MERGER OF A LISTED COMPANY INTO UNLISTED COMPANY7

The Companies Act, 2013 requires that in case of merger between a listed transferor company and an unlisted transferee company, transferee company would continue to be unlisted until it becomes listed. Shareholders of listed Company have the option to exit on payment of value of their shares, as otherwise they will continue as a shareholder of the unlisted company. the Payment to such shareholders willing to exit shall be made on pre-determined price formula or after valuation. Whereas; under Companies Act, 1956 there was no such provision. Therefore reverse merger of listed Company into an unlisted Company does not automatically result in a listing of surviving entity, which may be the unlisted Company.

BODY OF APPROVING MERGER

Approval of scheme requires an independent body of oversight and fairness. According to 1956 Companies Act , scheme of arrangement was to be approved by respective High Court which has jurisdiction over Acquirer and Target companies. Whereas; under Companies Act, 2013 National Company Law Tribunal will deal with matters related to Merger & Acquisition.

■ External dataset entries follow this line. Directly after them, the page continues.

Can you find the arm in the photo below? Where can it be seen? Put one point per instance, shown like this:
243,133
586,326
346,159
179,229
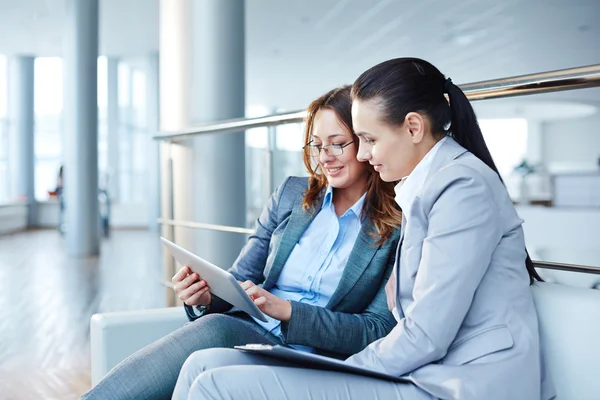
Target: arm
339,332
462,233
251,262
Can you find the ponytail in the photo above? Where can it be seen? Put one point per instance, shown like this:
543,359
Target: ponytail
466,131
404,85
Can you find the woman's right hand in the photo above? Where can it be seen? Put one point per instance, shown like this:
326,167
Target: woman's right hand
190,288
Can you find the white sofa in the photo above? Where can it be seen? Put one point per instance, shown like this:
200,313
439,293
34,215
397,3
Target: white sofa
569,321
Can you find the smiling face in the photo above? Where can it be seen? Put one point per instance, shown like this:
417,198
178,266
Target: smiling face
343,171
394,151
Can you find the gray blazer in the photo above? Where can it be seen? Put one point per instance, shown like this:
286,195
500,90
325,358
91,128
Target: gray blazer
468,328
357,312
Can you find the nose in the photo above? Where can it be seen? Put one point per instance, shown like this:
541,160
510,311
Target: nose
324,157
363,154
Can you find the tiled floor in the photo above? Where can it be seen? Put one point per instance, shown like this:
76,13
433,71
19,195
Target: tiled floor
47,299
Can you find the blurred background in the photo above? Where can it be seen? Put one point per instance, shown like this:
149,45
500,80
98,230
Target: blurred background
149,66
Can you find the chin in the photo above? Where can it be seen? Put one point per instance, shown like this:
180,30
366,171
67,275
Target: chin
385,177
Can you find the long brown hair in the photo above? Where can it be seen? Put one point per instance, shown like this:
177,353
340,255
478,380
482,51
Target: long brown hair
403,85
379,205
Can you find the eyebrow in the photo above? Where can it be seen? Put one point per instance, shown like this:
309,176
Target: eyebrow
329,137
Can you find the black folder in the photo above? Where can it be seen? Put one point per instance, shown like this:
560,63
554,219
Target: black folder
315,361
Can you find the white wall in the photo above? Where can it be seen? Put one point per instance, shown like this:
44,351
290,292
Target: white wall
13,218
563,235
572,143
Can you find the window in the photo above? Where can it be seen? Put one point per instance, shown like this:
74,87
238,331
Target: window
133,135
48,106
507,141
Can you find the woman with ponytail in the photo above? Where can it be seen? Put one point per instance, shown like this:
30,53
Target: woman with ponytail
466,325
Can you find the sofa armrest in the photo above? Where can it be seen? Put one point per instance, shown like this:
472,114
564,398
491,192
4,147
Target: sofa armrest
115,336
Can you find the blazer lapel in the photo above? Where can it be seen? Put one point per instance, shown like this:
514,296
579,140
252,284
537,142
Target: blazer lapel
361,255
298,223
449,150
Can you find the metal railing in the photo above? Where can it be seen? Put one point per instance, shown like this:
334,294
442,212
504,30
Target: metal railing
586,269
552,81
546,82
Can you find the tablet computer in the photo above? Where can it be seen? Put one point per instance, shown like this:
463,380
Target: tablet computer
315,361
221,282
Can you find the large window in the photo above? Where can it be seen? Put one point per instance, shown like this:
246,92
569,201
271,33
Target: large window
48,106
133,134
507,141
4,196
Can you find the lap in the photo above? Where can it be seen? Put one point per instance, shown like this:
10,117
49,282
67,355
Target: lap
151,372
232,374
245,382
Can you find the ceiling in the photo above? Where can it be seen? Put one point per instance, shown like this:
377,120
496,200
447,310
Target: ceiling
298,49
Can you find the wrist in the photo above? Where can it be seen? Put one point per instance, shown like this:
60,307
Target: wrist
287,311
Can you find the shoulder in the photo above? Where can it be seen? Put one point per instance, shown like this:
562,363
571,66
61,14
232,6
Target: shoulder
292,187
461,181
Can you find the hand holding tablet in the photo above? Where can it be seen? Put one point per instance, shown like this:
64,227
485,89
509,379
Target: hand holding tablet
221,282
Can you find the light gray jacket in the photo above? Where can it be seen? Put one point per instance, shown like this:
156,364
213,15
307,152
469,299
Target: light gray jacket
357,312
468,328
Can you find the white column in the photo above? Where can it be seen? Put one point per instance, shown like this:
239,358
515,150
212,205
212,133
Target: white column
535,142
219,94
175,159
81,127
152,124
21,123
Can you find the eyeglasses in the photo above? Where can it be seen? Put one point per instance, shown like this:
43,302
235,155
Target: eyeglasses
333,150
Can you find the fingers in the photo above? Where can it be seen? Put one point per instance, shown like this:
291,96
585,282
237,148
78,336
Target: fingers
182,273
202,297
186,293
260,301
247,284
255,291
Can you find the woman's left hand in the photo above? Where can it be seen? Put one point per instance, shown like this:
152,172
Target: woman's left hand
268,303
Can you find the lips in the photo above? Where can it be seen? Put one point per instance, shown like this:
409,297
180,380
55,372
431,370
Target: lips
333,170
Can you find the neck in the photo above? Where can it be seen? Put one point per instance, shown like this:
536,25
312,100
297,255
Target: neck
428,142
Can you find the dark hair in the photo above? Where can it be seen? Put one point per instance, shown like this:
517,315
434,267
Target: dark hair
404,85
379,205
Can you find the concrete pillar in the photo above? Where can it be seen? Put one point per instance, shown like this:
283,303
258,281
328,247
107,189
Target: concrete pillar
21,123
219,94
152,124
175,159
81,127
112,124
202,68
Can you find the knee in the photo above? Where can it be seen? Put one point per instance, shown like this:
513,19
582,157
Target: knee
206,385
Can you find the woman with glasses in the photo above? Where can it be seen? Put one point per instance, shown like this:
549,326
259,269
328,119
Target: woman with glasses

NCLT would be one specified body dealing with cases opposed to multiple High Court in case of the companies falling under the jurisdiction of different high courts.

VALUATION REPORT

The 2013 Act makes it mandatory that notice of meeting to discuss a scheme must be accompanied by valuation report prepared by an expert whereas, Companies Act,1956 Act is silent on disclosing the valuation report to the stakeholders, as a matter of transparency and good corporate governance. Courts also required annexing of the valuation report to the application submitted before them.

CONCLUSION

It seems that Companies Act, 2013 makes merger process more efficient but it also has some obscurity which need to be modified in order to reduce or avoid any complexity in the process which can be identified once the corresponding sections are notified. The outbound mergers now being allowed (when notified) open an opportunity towards globalization.

Footnotes

1. yet to be notified

2. Section 391, 393 and 394 A of Companies Act, 1956

3. Section 230(5) of Companies Act, 2013

4. Section 234 of Companies Act, 2013

5. Small companies is defined in section 2(85) of Companies Act, 2013

6. Section 233 of Companies Act, 2013

7. Section 232(3)(h) of Companies ct, 2013

The content of this article is intended to provide a general guide to the subject matter. Specialist advice should be sought about your specific circumstances.